В долине солнца - Энди Дэвидсон
Шрифт:
Интервал:
Закладка:
Ридер положил руку на пистолет.
Девушка медленно остановила свой нездоровый взгляд на Альваресе – тот сделал к ней шаг. Один, затем второй.
– Док, я бы этого не делал.
Альварес не обращал внимания.
– Док, остановитесь.
Он остановился, но лишь на расстоянии вытянутой руки от нее. Судмедэксперт открыл и закрыл рот, как человек, желавший что-то сказать – возможно, чтобы успокоить или подбодрить. Девушка серией отрывистых движений повернула обугленную, безволосую голову. Она смотрела вытаращенными глазами, кожа на щеках была вся черная, а руки и грудь сгорали на солнце. Альварес протянул руку. Девушка пристально уставилась на его руку: плоть запястья доктора едва виднелась из-под белого лабораторного халата. Затем потянулась к нему, взяла руку Альвареса в свою, будто медлительный глупый ребенок, изучающий игрушку.

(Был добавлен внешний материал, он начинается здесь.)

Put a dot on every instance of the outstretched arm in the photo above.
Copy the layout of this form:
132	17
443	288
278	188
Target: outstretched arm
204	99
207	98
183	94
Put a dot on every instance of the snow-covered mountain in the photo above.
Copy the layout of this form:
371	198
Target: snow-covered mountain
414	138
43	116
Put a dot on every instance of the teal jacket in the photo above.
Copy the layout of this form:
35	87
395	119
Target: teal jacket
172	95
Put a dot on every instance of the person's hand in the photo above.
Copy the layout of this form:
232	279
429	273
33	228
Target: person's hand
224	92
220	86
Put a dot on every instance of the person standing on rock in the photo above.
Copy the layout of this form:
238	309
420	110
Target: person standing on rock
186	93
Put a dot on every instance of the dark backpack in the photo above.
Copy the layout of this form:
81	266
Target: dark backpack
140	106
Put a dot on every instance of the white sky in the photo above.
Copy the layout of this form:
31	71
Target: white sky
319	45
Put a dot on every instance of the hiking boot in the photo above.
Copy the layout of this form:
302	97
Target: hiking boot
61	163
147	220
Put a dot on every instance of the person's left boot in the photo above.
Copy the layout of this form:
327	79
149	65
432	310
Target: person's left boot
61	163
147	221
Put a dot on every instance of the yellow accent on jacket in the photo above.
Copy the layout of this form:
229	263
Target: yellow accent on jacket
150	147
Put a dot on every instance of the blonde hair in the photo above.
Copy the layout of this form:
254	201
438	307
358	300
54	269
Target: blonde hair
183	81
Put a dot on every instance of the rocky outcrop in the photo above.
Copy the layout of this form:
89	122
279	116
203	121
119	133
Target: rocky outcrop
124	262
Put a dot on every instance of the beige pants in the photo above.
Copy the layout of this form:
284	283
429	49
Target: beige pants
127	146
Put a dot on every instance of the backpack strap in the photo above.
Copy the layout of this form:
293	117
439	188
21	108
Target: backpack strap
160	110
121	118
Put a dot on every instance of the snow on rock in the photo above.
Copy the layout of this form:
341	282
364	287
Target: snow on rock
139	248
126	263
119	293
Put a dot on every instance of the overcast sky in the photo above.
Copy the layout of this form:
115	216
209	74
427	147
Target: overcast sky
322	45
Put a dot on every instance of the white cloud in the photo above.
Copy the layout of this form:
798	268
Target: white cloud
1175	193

– Док, – сказал Ридер и шагнул в сторону судмедэксперта.
Девушка резко двинулась. Вскинула руки к глазам Альвареса. Просунула большие пальцы под его очками и всадила в глазницы по самые фаланги. Альварес закричал. Ридер подбежал к девушке и оттащил ее назад. Он слышал, как ее пальцы влажно выскользнули из глазниц Альвареса. Она прохромала к скамейке. Там обрела равновесие и стала слизывать кровь с пальцев. Язык вываливался из открытого рта. Ридер вынул пистолет, и девушка бросилась на него с неимоверной скоростью. Ридер ударил ее по лицу деревянным прикладом. Ударил три раза, четыре. Ее челюсть раскрылась еще шире – теперь казалось, что она почти оторвалась.

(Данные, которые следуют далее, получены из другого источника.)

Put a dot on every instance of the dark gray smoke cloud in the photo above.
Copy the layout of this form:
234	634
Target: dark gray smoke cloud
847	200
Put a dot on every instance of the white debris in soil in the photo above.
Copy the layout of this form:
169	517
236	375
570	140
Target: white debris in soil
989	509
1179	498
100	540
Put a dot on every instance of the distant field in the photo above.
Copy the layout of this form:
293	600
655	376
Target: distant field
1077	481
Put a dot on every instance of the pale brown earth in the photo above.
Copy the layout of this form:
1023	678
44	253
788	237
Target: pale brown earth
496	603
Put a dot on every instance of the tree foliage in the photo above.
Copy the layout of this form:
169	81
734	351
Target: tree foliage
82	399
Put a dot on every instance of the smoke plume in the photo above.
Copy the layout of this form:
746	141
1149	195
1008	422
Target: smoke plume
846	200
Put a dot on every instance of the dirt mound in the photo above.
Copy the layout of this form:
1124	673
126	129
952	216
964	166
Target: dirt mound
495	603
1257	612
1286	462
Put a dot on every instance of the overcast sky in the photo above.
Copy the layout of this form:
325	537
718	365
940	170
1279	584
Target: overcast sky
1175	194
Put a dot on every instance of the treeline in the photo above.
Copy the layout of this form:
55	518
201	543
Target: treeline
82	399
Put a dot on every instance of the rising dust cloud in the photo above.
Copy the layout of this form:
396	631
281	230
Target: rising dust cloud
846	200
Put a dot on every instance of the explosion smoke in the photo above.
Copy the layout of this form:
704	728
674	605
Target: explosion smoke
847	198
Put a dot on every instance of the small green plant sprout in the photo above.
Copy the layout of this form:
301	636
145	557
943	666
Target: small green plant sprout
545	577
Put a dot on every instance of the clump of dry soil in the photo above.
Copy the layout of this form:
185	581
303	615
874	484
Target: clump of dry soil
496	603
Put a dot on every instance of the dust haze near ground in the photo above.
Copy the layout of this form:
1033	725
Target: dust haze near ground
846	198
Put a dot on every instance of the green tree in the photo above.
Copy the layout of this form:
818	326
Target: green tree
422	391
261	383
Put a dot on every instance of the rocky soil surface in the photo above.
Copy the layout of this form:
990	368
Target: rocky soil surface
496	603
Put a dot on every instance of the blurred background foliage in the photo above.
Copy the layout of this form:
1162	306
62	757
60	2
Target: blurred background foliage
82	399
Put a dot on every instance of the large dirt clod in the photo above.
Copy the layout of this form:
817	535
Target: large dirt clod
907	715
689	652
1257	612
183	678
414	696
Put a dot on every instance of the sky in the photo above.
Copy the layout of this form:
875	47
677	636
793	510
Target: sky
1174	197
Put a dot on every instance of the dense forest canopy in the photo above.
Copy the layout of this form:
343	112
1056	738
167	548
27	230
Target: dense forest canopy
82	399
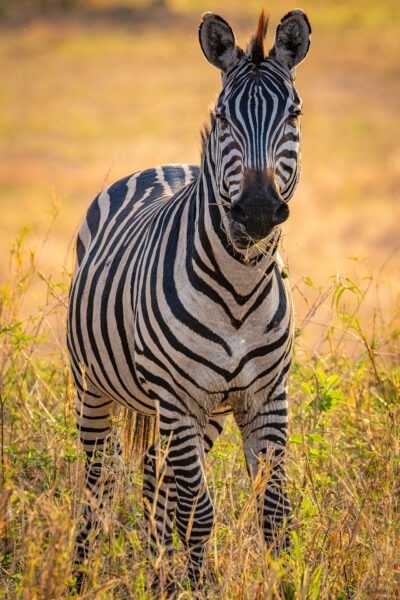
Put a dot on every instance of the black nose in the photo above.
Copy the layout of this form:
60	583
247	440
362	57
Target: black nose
260	206
280	214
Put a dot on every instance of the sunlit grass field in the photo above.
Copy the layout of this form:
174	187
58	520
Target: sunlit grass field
89	96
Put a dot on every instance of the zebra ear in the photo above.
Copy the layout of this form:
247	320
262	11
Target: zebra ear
218	42
292	39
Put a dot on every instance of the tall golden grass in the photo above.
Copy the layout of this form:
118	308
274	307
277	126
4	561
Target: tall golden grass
85	101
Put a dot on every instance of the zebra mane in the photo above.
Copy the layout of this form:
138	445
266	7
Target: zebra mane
205	133
255	49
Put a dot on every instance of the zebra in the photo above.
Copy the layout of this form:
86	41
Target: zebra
179	308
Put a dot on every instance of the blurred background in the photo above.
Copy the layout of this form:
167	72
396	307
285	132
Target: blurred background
92	90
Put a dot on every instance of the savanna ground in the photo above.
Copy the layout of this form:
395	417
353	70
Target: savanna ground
94	93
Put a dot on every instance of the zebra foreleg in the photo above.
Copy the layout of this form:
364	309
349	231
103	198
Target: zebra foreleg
94	425
194	510
264	440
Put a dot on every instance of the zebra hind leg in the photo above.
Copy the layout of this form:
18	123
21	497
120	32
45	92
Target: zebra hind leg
159	499
94	426
264	441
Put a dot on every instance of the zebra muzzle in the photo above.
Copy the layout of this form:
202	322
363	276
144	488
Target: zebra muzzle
259	208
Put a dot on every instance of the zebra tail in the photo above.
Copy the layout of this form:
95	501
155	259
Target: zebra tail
139	433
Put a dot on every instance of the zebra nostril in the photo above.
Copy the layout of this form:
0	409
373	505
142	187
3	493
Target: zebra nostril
281	213
238	214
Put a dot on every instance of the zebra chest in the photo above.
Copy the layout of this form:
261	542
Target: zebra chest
209	360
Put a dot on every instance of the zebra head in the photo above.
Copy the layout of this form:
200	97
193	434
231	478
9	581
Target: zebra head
255	133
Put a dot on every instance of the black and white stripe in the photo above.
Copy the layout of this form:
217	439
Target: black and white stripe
177	305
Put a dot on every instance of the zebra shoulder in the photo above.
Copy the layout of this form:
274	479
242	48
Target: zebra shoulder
152	184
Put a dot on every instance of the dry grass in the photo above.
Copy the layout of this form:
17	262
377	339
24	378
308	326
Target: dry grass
85	101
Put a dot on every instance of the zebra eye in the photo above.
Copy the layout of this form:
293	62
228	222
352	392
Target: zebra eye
222	120
294	115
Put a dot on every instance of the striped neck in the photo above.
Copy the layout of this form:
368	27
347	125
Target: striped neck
211	235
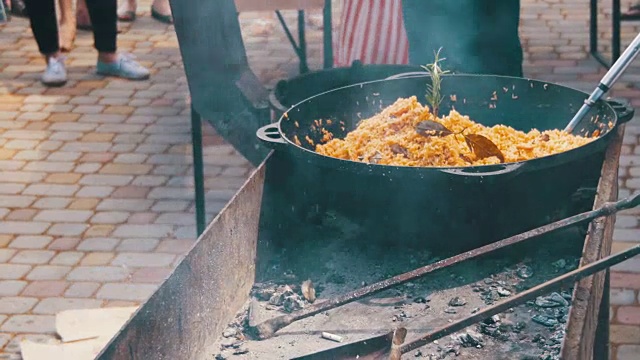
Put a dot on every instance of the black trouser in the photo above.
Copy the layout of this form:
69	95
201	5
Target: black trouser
476	36
44	24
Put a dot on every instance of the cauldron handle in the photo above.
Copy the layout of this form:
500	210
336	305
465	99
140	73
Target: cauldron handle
270	135
510	169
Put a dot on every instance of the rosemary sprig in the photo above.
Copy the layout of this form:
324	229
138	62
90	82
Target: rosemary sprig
434	97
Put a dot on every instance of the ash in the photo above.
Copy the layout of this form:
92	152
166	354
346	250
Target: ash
334	257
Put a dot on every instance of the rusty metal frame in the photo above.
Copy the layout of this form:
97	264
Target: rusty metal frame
191	307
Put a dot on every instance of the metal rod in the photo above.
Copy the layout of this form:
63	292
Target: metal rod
302	43
617	69
287	32
267	328
523	297
198	171
593	27
615	31
601	341
327	24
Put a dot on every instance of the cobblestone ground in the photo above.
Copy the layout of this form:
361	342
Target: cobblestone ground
95	177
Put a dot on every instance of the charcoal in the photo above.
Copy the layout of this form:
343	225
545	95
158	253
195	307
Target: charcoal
292	303
558	299
545	320
457	301
503	292
229	332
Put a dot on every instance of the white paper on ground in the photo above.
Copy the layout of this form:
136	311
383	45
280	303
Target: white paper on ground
84	334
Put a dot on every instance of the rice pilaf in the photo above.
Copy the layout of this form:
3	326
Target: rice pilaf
390	138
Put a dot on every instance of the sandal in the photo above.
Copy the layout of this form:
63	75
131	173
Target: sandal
127	16
632	14
167	19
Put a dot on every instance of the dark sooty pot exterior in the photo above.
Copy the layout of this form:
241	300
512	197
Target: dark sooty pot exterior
454	208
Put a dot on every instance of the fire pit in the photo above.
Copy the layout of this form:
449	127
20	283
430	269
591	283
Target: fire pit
202	310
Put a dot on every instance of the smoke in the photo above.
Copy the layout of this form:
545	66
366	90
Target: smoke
476	36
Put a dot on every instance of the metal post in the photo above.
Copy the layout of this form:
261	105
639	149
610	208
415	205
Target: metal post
327	24
302	43
601	345
198	171
615	31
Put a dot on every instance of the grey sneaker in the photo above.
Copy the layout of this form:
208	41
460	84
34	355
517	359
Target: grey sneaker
125	67
55	73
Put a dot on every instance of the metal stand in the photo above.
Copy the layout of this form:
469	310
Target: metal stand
198	170
601	347
301	47
615	33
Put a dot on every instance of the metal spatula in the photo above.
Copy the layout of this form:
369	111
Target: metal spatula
610	78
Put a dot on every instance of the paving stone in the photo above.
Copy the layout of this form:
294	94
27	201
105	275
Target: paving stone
11	287
48	272
143	231
16	305
143	260
55	305
82	289
34	257
95	191
64	215
64	243
13	271
67	258
51	190
622	296
98	244
69	229
30	242
128	205
52	203
97	259
130	292
98	273
29	324
6	254
110	217
44	289
628	352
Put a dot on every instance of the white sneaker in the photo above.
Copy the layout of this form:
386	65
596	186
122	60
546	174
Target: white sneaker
55	74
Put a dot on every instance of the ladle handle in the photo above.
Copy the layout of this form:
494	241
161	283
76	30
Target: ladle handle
610	78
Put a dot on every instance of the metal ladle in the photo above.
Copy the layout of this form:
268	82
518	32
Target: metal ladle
610	78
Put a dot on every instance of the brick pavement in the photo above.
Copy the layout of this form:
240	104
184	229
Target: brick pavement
95	179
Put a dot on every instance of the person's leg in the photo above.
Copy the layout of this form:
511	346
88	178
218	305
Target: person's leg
103	15
67	24
82	16
44	25
127	11
161	11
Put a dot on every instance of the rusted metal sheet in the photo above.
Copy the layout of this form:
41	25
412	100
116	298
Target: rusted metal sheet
193	306
583	317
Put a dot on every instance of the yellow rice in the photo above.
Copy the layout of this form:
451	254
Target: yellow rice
377	140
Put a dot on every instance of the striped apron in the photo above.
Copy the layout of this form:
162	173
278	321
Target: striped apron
371	31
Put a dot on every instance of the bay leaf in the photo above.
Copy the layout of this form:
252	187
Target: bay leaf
482	147
432	128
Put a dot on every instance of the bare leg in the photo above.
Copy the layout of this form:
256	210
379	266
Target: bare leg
67	25
82	15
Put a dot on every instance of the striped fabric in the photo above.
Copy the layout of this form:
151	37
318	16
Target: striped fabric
371	31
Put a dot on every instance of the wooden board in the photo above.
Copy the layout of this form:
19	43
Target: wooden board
273	5
580	339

Альварес, пошатываясь, отошел к зарослям мирта, где упал на колени.
Девушка бросилась на Ридера в третий раз, но он теперь повернул пистолет в руке и вдавил ствол ей в живот. Тот буквально погрузился в мертвую плоть.
Ридер выстрелил.
Взрыв вышел оглушительным, странным и неестественным, будто раскат грома в солнечный день.

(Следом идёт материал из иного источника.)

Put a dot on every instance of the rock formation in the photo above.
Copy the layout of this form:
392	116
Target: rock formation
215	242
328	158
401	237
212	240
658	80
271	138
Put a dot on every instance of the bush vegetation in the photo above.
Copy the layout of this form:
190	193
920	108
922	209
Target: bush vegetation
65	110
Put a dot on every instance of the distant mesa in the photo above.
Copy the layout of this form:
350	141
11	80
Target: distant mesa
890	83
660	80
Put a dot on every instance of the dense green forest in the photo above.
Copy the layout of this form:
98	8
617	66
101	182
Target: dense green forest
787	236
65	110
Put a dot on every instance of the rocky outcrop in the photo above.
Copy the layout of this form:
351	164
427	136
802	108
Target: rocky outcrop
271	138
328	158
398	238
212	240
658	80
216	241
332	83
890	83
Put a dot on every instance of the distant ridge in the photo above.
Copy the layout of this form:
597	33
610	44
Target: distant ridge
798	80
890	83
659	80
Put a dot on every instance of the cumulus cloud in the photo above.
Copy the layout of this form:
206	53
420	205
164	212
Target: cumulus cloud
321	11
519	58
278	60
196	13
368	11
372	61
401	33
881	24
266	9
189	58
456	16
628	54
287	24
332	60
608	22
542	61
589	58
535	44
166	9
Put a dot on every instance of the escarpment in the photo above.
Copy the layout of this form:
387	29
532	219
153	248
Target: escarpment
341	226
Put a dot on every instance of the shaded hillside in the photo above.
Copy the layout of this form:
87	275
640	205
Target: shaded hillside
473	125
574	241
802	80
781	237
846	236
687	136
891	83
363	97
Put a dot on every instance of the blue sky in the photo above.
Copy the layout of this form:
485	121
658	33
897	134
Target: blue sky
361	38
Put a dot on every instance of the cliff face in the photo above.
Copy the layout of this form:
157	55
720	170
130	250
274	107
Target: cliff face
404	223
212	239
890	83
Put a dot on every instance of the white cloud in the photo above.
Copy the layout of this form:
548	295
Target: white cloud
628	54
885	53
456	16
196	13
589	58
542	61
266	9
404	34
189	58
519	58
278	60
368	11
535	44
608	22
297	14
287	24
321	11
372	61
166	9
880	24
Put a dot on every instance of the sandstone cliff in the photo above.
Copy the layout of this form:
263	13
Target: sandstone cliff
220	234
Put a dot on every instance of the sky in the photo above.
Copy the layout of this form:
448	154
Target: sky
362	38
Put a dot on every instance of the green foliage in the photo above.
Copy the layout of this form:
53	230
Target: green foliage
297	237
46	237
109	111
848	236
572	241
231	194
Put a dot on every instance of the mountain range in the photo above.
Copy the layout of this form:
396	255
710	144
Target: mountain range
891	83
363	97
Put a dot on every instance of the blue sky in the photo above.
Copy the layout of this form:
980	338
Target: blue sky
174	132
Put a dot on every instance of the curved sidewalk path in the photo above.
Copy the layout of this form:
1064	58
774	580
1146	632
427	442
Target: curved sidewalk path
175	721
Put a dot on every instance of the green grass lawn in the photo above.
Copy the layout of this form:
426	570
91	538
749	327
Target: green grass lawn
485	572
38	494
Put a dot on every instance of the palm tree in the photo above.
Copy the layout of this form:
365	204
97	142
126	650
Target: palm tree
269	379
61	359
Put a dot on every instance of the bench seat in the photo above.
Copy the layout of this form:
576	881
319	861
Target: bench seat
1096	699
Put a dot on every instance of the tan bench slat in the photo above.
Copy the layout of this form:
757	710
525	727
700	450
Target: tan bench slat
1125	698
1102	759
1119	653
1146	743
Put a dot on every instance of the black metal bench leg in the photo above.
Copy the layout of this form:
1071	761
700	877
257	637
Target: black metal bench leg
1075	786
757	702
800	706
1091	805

Девушка отлетела на тротуар и затихла. Вокруг распространялась лишь вонь горелой мертвой плоти. Кровь, брызгавшая из-под нее на бетон, шипела и чернела.
Пациенты больницы выстроились в широкий круг на краю стоянки, скрытые от солнца тенью мирта. Один из зевак, тощий старик с трехдневной щетиной и в едва застегнутом больничном халате, вытянув шею, проговорил:
– Срань господня, на хрен.
Женщина в спортивных штанах ринулась к отделению неотложной помощи, взывая о помощи.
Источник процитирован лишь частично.